徳永・松崎・斉藤法律事務所

お知らせ

<法務トピックスvol.9>
厚生労働省が副業・兼業を認める方向でモデル就業規則を改定します

2017年11月22日更新

平成29年11月20日,厚生労働省が,「柔軟な働き方に関する検討会」において,「モデル就業規則」の副業・兼業に関する規程の改定案を提示しました。

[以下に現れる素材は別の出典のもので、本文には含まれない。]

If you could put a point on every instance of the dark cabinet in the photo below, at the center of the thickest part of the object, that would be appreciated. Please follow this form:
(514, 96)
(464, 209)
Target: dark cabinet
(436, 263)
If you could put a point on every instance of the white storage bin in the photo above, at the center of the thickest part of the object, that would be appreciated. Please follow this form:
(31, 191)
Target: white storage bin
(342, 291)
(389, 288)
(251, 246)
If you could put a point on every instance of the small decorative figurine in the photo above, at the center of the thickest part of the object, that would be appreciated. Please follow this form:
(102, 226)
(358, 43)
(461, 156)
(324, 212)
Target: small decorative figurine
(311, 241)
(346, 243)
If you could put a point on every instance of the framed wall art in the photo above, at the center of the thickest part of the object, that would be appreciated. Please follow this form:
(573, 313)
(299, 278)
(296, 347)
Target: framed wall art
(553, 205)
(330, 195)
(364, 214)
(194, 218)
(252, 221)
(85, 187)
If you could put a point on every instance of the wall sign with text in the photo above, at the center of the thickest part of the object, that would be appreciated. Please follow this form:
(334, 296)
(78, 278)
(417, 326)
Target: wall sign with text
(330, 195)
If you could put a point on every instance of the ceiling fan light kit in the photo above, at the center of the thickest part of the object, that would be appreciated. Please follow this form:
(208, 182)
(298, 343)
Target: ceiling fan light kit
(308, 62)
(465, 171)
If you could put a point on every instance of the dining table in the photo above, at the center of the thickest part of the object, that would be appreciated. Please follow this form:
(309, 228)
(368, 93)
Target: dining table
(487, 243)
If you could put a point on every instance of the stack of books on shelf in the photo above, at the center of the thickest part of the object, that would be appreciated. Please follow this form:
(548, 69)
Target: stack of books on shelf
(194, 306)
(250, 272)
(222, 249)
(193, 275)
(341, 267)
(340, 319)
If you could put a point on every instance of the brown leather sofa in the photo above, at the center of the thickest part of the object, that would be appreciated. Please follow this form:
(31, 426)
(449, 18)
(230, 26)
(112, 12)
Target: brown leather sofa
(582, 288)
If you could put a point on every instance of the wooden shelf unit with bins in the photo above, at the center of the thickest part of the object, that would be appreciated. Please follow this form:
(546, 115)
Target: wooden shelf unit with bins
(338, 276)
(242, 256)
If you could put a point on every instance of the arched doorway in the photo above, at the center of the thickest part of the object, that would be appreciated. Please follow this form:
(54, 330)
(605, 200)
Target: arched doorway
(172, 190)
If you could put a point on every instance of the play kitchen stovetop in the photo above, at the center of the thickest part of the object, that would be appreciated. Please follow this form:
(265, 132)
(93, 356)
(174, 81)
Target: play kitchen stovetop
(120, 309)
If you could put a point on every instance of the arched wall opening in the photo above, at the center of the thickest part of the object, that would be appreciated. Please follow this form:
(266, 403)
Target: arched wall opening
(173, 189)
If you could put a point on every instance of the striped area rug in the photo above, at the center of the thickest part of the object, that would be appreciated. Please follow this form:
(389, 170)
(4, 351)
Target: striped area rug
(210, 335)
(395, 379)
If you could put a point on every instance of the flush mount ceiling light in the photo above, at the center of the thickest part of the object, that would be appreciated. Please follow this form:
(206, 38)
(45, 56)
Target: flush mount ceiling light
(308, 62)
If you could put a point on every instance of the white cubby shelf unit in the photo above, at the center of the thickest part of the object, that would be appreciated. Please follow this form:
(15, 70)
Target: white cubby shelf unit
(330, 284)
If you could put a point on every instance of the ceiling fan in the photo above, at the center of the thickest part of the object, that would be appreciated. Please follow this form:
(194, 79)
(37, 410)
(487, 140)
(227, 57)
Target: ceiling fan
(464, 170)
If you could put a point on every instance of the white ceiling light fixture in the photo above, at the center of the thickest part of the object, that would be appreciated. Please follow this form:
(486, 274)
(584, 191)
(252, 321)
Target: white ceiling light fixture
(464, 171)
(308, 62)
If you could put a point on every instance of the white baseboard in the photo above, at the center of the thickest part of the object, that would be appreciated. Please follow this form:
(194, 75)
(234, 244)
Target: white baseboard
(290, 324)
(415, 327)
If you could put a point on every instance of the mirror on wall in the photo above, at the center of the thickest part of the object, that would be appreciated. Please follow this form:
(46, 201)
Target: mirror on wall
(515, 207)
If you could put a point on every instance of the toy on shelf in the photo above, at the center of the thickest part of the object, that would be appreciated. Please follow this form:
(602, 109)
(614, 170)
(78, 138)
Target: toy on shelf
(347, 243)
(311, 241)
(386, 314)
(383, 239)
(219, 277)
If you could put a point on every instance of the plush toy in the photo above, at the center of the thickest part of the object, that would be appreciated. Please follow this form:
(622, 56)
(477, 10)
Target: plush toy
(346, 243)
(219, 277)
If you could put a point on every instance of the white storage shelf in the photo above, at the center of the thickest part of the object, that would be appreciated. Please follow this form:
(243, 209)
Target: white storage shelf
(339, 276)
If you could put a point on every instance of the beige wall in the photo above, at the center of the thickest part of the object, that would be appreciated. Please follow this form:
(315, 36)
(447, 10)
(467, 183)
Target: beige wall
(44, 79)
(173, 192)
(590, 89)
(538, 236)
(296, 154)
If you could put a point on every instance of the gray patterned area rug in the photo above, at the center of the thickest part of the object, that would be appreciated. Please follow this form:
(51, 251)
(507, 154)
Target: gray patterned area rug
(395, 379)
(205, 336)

現在,多くの企業では,就業規則において副業・兼業を禁止しているところですが,裁判例では,「労働者が労働時間以外の時間をどのように利用するかは,基本的には労働者の自由であり,各企業においてそれを制限することが許されるのは,それが労務提供上の支障となる場合,企業秘密の漏洩など企業秩序に影響が生じる場合などに限る」などとして,就業規則の禁止規定の有効性は,限定的に解釈されています。

今回の厚生労働省の改定案は,事前に会社へ所定の届出を行うこと,業務への専念や不正行為の禁止など遵守事項に違反しないことを前提に「労働者は、勤務時間外において,他の会社等の業務に従事することができる」とする規定を新たに設ける内容となっています。

あわせて「副業・兼業の推進に関するガイドライン骨子(案)」も提示されており,もちろん強制力はありませんが,各企業においては,近い将来,対応についての検討が必要になることが予想されます。